Lastly, efforts are ongoing to identify projects in which standardization could be harmonized. NATO invites EU staff to participate in the NATO Standardisation Staff Group, thus providing another forum to harmonize efforts to advance interoperability and to avoid duplicating development of standards.
For the past 30 years, this partnership has grown, promoting peace, security and economic stability while avoiding duplication. This is partly due to a better understanding of the role of each organization, but also because there has been a flexibility to adapt and evolve. To improve on the delivery of their respective missions, NATO and the EU have undertaken a process of self-examination to ensure they remain fit for purpose. For NATO, it takes the form of the NATO 2030 process, which aims to provide a more integrated approach to resilience, more investment in technology, closer partnerships and a focus on the security implications of climate change. For the EU, the Strategic Compass will strengthen common European security by defining future threats, goals and ambitions in defense. But most of all it is an opportunity to align and expand our ambitions for NATO-EU cooperation, to look to the future together and develop a common understanding of the challenges and opportunities that we face.

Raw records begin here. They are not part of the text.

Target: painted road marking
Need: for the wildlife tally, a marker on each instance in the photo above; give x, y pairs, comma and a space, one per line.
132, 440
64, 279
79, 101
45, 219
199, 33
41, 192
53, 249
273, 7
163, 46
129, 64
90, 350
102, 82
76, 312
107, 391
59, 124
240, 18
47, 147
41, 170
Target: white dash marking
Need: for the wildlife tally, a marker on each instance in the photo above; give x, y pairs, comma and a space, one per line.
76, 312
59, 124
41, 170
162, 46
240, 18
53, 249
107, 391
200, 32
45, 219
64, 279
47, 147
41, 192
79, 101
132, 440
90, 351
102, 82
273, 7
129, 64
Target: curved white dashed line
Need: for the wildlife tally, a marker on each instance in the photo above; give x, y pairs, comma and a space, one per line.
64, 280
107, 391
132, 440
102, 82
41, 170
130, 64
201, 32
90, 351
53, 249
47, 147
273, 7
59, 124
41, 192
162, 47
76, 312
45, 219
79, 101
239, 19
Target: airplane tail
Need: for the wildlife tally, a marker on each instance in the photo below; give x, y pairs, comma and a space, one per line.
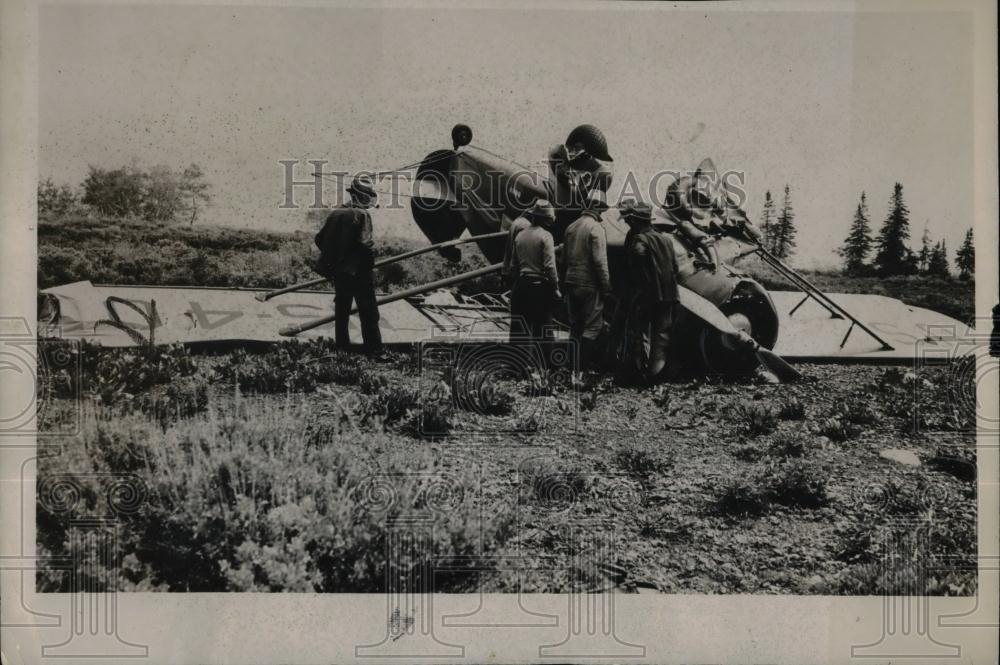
433, 205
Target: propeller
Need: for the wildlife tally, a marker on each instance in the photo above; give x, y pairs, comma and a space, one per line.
714, 317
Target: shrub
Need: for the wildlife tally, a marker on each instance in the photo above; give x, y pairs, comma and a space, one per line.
552, 481
431, 420
528, 423
371, 383
273, 502
801, 484
743, 497
487, 397
857, 412
393, 403
792, 409
838, 430
756, 418
788, 444
641, 463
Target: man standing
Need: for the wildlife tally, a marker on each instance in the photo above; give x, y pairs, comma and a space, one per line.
536, 282
347, 257
652, 269
518, 225
587, 280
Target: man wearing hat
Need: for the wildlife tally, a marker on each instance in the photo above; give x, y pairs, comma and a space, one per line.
347, 257
518, 225
536, 282
586, 276
653, 284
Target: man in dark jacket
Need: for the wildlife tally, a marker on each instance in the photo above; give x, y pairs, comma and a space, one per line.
536, 281
653, 281
347, 257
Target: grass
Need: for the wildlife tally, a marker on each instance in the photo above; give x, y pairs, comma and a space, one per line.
292, 484
103, 251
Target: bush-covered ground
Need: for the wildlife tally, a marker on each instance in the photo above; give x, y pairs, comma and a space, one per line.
114, 251
291, 469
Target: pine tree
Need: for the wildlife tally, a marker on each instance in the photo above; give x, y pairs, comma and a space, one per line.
767, 223
858, 244
784, 244
924, 257
965, 258
937, 265
891, 257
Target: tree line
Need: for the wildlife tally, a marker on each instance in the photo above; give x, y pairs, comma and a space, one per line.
159, 194
892, 254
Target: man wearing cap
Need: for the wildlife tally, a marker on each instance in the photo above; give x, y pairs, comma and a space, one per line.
347, 257
586, 277
536, 282
518, 225
652, 271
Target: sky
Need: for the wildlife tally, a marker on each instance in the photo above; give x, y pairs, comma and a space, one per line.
828, 102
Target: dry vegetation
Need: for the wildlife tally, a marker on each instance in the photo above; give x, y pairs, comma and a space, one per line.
288, 469
289, 473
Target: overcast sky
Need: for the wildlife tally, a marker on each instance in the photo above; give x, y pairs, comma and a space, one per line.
830, 103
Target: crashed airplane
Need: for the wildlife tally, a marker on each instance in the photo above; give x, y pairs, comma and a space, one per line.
733, 321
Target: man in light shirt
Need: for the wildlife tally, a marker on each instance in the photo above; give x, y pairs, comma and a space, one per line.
536, 282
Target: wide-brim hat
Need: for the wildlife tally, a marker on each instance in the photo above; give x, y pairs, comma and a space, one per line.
363, 186
595, 199
637, 211
542, 211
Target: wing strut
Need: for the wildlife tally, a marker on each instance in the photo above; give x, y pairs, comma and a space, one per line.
263, 297
812, 291
292, 331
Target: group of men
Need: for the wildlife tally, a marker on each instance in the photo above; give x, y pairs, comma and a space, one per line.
541, 276
579, 277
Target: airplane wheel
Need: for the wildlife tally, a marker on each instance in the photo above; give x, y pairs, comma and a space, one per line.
720, 357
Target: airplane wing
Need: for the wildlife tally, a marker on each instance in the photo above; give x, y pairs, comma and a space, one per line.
214, 315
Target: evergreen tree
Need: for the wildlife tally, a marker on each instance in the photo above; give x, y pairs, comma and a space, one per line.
965, 258
892, 255
937, 264
784, 242
924, 257
858, 244
767, 223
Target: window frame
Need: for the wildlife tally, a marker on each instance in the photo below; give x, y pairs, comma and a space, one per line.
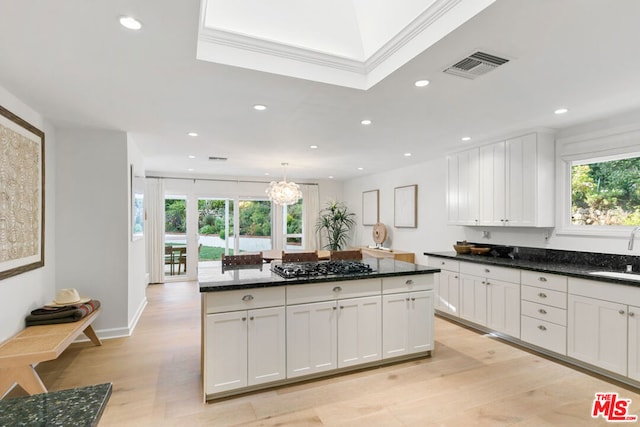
611, 144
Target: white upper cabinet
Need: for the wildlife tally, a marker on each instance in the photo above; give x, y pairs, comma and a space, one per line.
462, 188
508, 183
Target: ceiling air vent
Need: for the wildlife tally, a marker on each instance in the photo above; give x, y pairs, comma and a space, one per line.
476, 65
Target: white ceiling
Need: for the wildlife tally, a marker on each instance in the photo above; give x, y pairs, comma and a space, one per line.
73, 62
352, 43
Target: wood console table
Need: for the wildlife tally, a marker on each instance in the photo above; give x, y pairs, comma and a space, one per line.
395, 254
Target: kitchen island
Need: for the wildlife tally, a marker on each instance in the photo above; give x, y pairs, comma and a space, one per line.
261, 330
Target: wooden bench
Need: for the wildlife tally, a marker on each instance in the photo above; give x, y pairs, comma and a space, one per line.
36, 344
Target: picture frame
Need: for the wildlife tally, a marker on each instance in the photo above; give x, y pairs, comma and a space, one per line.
370, 207
137, 206
22, 202
405, 206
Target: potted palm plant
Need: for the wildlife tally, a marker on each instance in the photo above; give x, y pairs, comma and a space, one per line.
337, 222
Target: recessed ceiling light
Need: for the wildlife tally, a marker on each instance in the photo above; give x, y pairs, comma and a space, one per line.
130, 22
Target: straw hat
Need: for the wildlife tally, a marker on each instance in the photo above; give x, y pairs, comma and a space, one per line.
68, 296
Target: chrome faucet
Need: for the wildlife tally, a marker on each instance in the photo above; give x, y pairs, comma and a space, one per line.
631, 238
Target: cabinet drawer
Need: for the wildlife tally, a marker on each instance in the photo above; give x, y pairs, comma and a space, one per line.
544, 334
544, 280
544, 312
544, 296
418, 282
444, 263
491, 272
243, 299
316, 292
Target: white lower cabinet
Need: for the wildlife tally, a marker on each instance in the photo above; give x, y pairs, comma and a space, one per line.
359, 331
312, 336
244, 348
408, 323
597, 333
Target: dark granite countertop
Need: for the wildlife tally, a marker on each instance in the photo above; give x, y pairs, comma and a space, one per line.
81, 406
575, 269
247, 278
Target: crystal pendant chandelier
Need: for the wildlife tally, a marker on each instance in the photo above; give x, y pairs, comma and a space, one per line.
283, 192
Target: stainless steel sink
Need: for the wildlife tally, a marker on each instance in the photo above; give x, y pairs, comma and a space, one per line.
617, 275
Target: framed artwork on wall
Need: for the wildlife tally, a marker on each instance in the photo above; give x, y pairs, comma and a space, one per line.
370, 207
137, 206
21, 195
405, 206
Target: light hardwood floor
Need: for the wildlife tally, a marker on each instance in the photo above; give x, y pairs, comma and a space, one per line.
471, 380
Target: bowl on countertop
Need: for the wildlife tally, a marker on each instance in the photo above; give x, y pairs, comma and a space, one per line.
462, 249
479, 251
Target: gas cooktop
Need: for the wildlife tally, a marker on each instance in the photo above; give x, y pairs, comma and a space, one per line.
317, 269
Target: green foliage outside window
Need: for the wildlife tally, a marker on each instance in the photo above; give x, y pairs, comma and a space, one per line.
606, 193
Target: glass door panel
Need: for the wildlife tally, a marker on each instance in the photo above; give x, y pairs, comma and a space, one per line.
175, 237
254, 225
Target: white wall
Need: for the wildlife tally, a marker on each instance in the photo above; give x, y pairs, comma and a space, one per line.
137, 282
22, 293
433, 233
92, 225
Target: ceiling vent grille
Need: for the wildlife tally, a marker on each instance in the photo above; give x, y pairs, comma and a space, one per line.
476, 65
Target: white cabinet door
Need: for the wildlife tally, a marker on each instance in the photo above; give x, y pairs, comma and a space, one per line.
266, 345
311, 338
503, 313
447, 298
407, 325
492, 184
597, 333
420, 321
395, 325
634, 343
521, 185
463, 188
473, 299
226, 351
359, 331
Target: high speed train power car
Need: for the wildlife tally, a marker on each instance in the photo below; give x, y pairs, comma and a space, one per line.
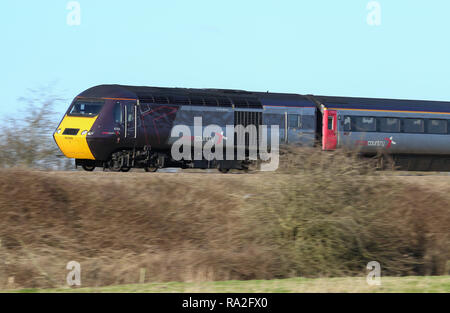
122, 127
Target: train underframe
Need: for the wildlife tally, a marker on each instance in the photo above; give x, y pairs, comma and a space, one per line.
151, 161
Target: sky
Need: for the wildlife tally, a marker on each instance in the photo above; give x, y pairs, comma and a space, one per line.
389, 49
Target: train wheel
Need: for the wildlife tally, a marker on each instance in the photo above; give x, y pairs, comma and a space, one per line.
89, 168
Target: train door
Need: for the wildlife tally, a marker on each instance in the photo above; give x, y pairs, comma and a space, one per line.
329, 130
125, 116
293, 128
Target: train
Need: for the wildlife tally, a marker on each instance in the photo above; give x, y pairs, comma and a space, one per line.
118, 127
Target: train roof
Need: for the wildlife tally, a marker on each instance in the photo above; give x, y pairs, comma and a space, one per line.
228, 97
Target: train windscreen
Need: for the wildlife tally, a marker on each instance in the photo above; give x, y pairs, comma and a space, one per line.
86, 108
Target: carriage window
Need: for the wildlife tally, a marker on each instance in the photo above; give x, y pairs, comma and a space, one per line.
274, 119
413, 125
294, 121
437, 126
364, 124
389, 125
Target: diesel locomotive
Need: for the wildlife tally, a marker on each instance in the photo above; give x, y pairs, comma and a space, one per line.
120, 127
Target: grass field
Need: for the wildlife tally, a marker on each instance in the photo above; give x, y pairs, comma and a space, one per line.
434, 284
320, 215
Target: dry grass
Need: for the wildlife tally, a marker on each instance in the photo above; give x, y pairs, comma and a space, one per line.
328, 216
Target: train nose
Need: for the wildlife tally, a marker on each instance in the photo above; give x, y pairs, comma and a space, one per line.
71, 138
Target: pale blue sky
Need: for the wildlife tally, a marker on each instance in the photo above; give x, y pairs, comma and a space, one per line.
316, 46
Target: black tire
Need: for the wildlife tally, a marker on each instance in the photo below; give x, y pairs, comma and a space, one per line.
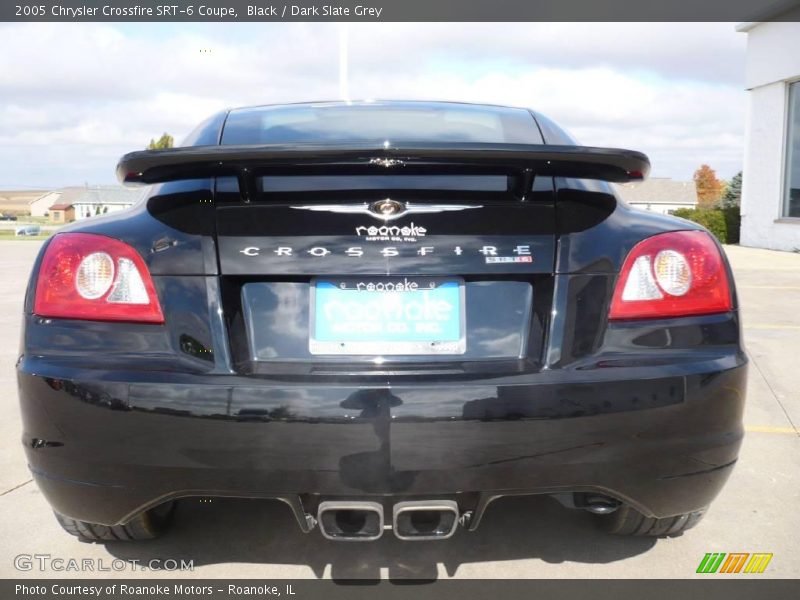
144, 526
626, 520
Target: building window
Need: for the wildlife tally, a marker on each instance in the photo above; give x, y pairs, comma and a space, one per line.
792, 195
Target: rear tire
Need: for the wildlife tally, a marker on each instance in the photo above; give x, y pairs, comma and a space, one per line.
626, 520
144, 526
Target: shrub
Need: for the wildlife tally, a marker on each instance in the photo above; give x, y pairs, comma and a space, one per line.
722, 222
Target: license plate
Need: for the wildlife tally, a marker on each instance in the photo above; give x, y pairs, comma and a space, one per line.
387, 316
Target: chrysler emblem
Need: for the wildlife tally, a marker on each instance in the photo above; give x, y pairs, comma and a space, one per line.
387, 209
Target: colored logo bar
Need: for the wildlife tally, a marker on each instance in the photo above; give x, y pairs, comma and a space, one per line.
734, 562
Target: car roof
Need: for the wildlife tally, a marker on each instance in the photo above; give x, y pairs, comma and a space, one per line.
380, 102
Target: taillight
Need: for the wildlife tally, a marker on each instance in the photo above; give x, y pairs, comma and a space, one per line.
673, 274
97, 278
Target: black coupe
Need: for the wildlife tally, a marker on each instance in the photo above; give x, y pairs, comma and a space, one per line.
386, 315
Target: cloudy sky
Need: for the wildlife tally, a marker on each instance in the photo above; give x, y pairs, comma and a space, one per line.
75, 96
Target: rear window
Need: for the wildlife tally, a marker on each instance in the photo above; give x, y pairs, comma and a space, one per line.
378, 123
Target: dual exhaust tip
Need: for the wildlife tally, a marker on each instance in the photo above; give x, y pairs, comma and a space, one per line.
363, 521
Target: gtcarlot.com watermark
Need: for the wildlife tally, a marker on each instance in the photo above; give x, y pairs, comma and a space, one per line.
48, 562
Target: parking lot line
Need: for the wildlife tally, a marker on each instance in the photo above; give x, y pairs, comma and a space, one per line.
768, 429
770, 326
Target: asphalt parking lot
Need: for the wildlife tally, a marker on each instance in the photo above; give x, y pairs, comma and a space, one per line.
519, 538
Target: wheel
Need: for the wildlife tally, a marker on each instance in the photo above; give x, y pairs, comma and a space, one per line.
626, 520
144, 526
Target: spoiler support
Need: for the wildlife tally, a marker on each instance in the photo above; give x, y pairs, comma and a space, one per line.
521, 161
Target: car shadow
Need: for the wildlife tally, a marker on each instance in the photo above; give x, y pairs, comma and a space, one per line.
265, 532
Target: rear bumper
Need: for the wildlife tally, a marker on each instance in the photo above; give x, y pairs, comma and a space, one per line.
105, 445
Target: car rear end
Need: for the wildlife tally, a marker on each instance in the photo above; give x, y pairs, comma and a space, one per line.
382, 332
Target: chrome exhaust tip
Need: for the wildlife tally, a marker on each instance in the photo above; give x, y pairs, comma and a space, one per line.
421, 520
350, 521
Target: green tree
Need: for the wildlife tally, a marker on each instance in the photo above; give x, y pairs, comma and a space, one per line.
733, 192
165, 141
709, 188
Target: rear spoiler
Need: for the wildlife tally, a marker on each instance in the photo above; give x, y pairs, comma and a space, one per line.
248, 162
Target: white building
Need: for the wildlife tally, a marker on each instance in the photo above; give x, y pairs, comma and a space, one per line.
86, 201
659, 194
39, 206
771, 181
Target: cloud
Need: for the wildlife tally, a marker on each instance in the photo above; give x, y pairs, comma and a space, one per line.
80, 95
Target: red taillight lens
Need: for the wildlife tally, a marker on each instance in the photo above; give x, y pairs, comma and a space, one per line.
97, 278
673, 274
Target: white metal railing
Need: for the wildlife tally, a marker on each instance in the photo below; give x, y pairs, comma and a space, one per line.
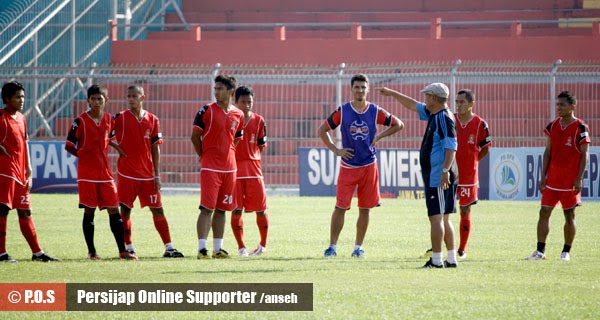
516, 100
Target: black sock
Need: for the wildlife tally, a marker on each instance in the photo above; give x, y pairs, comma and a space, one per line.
116, 226
88, 232
541, 247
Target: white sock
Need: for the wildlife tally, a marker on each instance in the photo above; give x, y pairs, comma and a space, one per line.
217, 244
201, 244
436, 258
451, 258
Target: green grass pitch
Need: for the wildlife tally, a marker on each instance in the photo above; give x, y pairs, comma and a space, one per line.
495, 282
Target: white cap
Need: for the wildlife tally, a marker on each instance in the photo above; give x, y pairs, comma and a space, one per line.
437, 89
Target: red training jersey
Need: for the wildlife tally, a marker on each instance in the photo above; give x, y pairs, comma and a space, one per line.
13, 136
91, 140
219, 131
136, 137
247, 154
565, 155
472, 137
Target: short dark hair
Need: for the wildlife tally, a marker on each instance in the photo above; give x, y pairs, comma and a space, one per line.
10, 88
243, 91
97, 89
571, 99
229, 81
468, 94
359, 77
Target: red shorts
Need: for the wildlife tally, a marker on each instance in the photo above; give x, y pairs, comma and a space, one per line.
13, 194
568, 199
367, 180
129, 189
98, 194
217, 190
467, 195
250, 195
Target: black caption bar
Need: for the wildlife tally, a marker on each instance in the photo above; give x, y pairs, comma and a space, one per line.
189, 297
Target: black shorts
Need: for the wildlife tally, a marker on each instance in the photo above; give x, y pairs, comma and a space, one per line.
440, 201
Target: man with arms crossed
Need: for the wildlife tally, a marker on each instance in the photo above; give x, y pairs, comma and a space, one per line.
565, 158
88, 140
438, 167
358, 120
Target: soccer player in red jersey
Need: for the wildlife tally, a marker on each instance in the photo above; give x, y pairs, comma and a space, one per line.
15, 172
474, 140
137, 133
565, 159
218, 126
250, 186
88, 140
358, 120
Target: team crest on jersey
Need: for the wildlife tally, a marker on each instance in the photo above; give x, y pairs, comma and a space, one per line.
359, 130
569, 142
471, 139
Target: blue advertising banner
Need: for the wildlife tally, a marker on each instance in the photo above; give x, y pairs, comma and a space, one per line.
54, 170
515, 174
399, 173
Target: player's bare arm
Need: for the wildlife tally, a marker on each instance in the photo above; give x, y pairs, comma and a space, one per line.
156, 163
448, 160
396, 126
345, 153
577, 185
3, 151
71, 149
28, 171
118, 148
406, 101
483, 153
197, 142
545, 163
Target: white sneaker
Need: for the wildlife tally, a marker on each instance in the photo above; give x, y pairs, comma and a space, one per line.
258, 251
243, 252
536, 255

“NATO is an Alliance that constantly modernises and adapts to new threats and challenges. NATO is also adapting as an institution. … We will continuously pursue greater coherence, improved effectiveness, and new efficiencies, in support of the flexibility and responsiveness we need as an Alliance.”
– Brussels Summit Communiqué
Editor’s note: This article was completed prior to Russia’s illegal escalation of aggression against Ukraine in February 2022. Lt. Gen. Wiermann’s term as director general of the NATO International Military Staff ended in July 2022.